Aggregates and A SAMPLE using a Derived Table
SELECT count(distinct(Course_ID))
FROM (SEL Course_ID FROM Student_Course_Table
SAMPLE 5) DT ;
COUNT(Distinct(Course_ID)) |
4 |
A second run of the same SELECT might very well yield these results:
COUNT(Distinct(Course_ID)) |
5 |
Although they look like Aggregates, they are not normally compatible with them in the same SELECT list. As demonstrated here, aggregation can be performed, however, they must be calculated in a temporary or derived table.
The above example uses the SAMPLE function to request multiple samples to create a derived table (See Temporary Tables chapter).

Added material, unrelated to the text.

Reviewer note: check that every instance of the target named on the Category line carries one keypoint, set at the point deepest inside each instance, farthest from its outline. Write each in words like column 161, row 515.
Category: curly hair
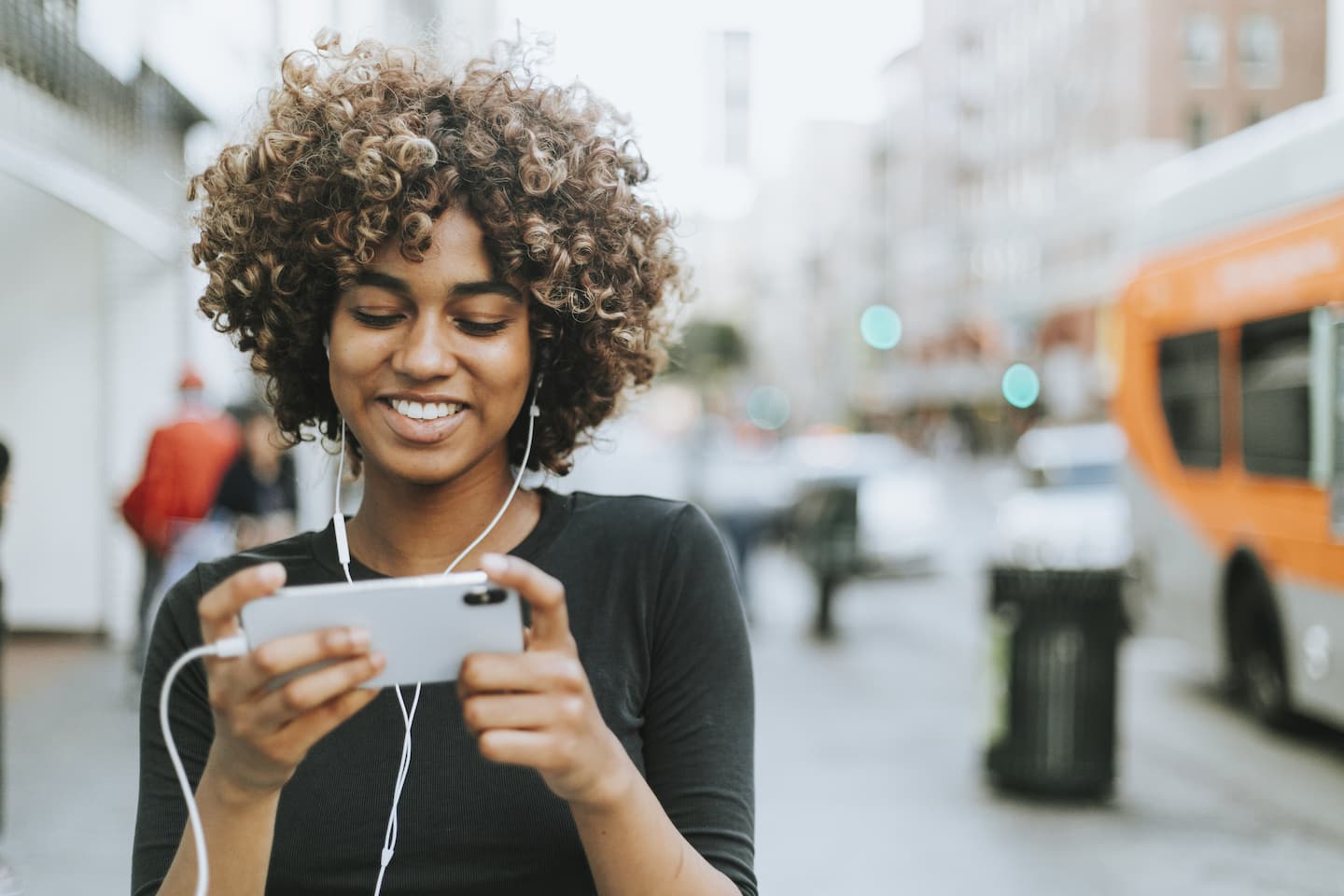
column 374, row 144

Then, the unique rows will be counted to show the random quality of the SAMPLE function:
Random Number Generator
The syntax for RANDOM is:
RANDOM(<low-literal-value>, <high-literal-value>)

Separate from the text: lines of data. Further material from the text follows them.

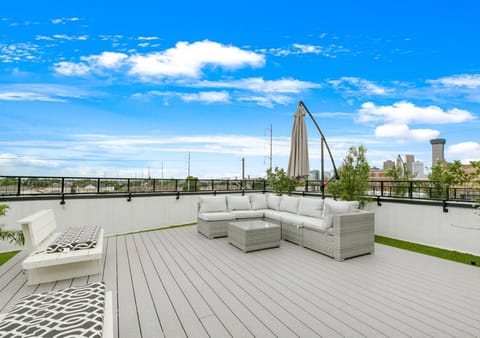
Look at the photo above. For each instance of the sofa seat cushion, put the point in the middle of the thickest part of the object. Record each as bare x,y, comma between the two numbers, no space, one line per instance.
238,203
318,228
289,204
216,216
320,222
295,219
308,206
212,203
248,213
274,214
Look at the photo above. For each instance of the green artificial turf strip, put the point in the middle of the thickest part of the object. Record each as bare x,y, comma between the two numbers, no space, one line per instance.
455,256
5,256
155,229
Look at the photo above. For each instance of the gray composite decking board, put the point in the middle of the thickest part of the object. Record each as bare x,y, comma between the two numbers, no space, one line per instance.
406,314
204,292
110,277
447,290
147,314
267,319
323,325
409,298
242,312
365,309
169,321
185,312
246,284
258,277
128,323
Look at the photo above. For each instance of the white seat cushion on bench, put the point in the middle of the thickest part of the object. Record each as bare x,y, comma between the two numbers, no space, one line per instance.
216,216
212,203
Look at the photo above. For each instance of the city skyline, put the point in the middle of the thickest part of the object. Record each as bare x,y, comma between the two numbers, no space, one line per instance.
142,89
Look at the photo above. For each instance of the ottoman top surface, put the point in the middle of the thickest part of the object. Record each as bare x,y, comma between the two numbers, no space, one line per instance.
254,225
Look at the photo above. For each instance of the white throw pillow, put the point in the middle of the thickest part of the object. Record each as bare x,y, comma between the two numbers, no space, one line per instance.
273,202
238,203
332,208
212,203
310,207
289,204
258,202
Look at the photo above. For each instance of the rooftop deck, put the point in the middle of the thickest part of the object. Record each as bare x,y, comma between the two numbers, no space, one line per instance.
176,283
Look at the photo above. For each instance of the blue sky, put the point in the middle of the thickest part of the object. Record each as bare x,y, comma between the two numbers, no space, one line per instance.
129,89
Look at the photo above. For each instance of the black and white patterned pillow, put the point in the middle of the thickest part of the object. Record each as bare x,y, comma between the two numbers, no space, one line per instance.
75,238
72,312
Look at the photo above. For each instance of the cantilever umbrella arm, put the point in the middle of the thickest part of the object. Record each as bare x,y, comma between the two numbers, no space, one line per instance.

The example below uses the RANDOM function to return a random number between 1 and 20:
SELECT RANDOM(1, 20);
Random(1,20) |
14 |
The RANDOM function generates a random number that is inclusive for the numbers specified in the SQL that is greater than or equal to the first argument and less than or equal to the second argument.
The RANDOM function may be used in the SELECT list, in a CASE, in a WHERE clause, in a QUALIFY, in a HAVING and in an ORDER BY. The RANSOM function can be used creatively to provide some powerful functionality within SQL.

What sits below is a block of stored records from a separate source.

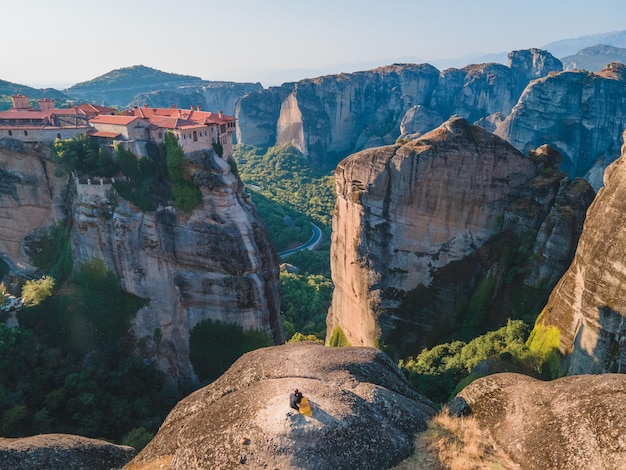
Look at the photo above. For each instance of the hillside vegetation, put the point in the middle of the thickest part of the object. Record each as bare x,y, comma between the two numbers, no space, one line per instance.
289,193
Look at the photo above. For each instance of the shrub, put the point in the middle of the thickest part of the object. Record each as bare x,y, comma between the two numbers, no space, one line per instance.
36,291
338,338
138,438
543,344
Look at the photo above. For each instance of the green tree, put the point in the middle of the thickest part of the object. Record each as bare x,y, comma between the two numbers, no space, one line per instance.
36,291
214,346
338,338
83,155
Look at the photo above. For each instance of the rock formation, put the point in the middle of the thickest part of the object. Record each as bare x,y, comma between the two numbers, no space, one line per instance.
330,117
417,227
215,263
140,85
31,197
573,422
62,452
588,306
594,58
578,112
364,414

Using Random to SELECT a Percentage of Rows
The next SELECT uses RANDOM to randomly select 5% of the rows from the table:
SELECT *
FROM Sales_Table
WHERE RANDOM(1, 100) = 5;
Product_ID | Sale_Date | Daily_Sales |
1000 | 09/28/2000 | 48850.40 |
There is roughly a 5% (1 out of 100) chance that a row will be returned using RANDOM in the WHERE clause, completely at random. Since SAMPLE randomly selects rows out of spool, currently RANDOM will be faster than SAMPLE. However, SAMPLE will be more accurate regarding the number of rows being returned with both the percent and row count.
Using Random and Aggregations
This example uses RANDOM to randomly generate a number that will determine which rows from the aggregation will be returned:
SELECT Product_ID, COUNT(Daily_Sales)
FROM Sales_Table
GROUP BY 1
HAVING COUNT(Daily_Sales) > RANDOM(1, 10) ;
Product_ID | Count(Daily_Sales) |
2000 | 7 |
3000 | 7 |
This last example uses RANDOM to randomly generate a number that will determine which rows from the aggregation will be returned. Whenever a random number is needed within the SQL, RANDOM is a great tool.